Sunday, November 10, 2024

Many Americans have Mental Illness

Here is NIH data on mental illness:
Mental illnesses are common in the United States and around the world. It is estimated that more than one in five U.S. adults live with a mental illness (59.3 million in 2022; 23.1% of the U.S. adult population). ...

Prevalence of Any Mental Illness (AMI)

In 2022, there were an estimated 59.3 million adults aged 18 or older in the United States with AMI. This number represented 23.1% of all U.S. adults.

The observed prevalence of AMI was higher among females (26.4%) than males (19.7%).

Young adults aged 18-25 years had the highest prevalence of AMI (36.2%) compared to adults aged 26-49 years (29.4%) and aged 50 and older (13.9%).

The prevalence of AMI was highest among the adults reporting two or more races (35.2%), followed by White adults (24.6%). The prevalence of AMI was lowest among Asian adults (16.8%). ...

In 2022, among the 59.3 million adults with AMI, 30.0 million (50.6%) received mental health treatment in the past year.

More females with AMI (56.9%) received mental health treatment than males with AMI (41.6%).

Younger adults now consider it normal to be medicated with anti-psychotic drugs. Especially women.

The recent election has also convinced me that many of our elites, journalists, pundits, politicians, rich, celebrities, etc. are mentally ill. Many have Trump Derangement Syndrome.

Schools from Harvard on down canceled so students can grieve over the election. Some are providing furry animals to pet. And counselors to talk to.

And there are many more with undiagnosed mental illnesses.

I do not know why mental illness would be increasing. Perhaps children today are not taught to solve their own problems.

1 comment:

CFT said...

Roger,
The entire problem is the pharmaceutical industry in bed with so called medical industry. Conflict of interest does not seem to be concern to either party...probably because of their lobbyists on K Street in DC are paid quite well.

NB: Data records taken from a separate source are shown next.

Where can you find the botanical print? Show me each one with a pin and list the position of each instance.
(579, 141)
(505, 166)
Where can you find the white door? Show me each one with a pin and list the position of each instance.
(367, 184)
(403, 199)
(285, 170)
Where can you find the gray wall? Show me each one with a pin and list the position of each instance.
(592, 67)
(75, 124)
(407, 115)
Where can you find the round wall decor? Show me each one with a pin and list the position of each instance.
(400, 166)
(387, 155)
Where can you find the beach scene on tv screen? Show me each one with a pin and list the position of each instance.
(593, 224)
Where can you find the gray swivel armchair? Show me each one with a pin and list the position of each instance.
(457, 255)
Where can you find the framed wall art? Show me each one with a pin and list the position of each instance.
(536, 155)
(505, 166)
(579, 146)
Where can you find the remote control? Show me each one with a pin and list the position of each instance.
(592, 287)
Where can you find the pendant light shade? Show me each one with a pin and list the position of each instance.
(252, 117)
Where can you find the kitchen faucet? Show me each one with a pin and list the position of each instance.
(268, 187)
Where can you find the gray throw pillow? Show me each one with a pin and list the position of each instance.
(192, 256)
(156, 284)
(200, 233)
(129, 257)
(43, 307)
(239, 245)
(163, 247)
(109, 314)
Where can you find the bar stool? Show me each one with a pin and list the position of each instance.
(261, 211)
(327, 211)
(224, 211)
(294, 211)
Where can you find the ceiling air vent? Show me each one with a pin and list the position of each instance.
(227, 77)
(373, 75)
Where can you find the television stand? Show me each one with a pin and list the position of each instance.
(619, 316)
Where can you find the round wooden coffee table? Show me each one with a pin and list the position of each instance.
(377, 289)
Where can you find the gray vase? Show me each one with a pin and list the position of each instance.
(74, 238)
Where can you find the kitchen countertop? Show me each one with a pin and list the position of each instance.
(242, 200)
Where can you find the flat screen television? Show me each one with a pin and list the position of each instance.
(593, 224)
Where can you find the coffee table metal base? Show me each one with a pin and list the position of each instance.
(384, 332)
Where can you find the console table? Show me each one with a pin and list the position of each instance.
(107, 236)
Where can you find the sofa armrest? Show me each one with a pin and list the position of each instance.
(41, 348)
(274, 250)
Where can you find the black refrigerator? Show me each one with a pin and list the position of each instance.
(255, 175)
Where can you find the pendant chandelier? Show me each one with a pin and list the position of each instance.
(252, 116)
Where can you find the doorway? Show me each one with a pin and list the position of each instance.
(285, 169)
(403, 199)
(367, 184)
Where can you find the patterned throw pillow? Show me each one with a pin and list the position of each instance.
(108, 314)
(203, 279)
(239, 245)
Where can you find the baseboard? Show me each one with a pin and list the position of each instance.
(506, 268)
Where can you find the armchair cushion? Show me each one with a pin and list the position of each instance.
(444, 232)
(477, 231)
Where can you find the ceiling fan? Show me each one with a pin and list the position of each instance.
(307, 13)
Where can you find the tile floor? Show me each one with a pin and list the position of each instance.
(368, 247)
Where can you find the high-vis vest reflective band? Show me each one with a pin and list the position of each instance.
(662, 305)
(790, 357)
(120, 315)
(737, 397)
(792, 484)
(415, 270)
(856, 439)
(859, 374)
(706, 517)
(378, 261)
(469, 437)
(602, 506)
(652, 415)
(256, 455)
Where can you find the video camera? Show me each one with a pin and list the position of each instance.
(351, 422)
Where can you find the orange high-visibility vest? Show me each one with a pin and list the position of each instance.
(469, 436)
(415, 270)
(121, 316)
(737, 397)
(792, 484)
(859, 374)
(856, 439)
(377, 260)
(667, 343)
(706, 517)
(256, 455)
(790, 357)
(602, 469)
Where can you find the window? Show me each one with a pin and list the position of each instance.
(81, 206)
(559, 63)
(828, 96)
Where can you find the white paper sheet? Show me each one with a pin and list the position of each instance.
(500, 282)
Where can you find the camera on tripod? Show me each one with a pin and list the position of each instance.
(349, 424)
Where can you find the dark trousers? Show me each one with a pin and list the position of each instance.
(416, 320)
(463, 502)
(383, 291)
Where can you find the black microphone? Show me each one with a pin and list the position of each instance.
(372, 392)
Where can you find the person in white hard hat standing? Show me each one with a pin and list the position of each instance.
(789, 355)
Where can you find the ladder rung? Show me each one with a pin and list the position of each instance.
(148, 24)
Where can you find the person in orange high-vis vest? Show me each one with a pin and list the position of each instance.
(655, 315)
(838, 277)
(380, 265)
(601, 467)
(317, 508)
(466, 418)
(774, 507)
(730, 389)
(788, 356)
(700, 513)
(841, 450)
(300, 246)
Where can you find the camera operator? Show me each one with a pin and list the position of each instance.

Once upon a time people learned how to deal with stress and problems by being forced to cope with them. People usually made changes to their behavior to avoid doing the thing that was overwhelming them.
Now pretty much everyone from a very early age is encouraged to 'take something for that' which always seems to snowball into 'keep taking that for the rest of your life' with a following train of constant side effects and complicated interactions requiring even more medication. This paradigm suits the pharmaceutical industry just fine as they don't want anyone to actually get better. They make their money keeping you on drugs, not you getting off of them.

Drug dealing is not just something done on shady street corners. These days it pretty much takes place in every doctor's office.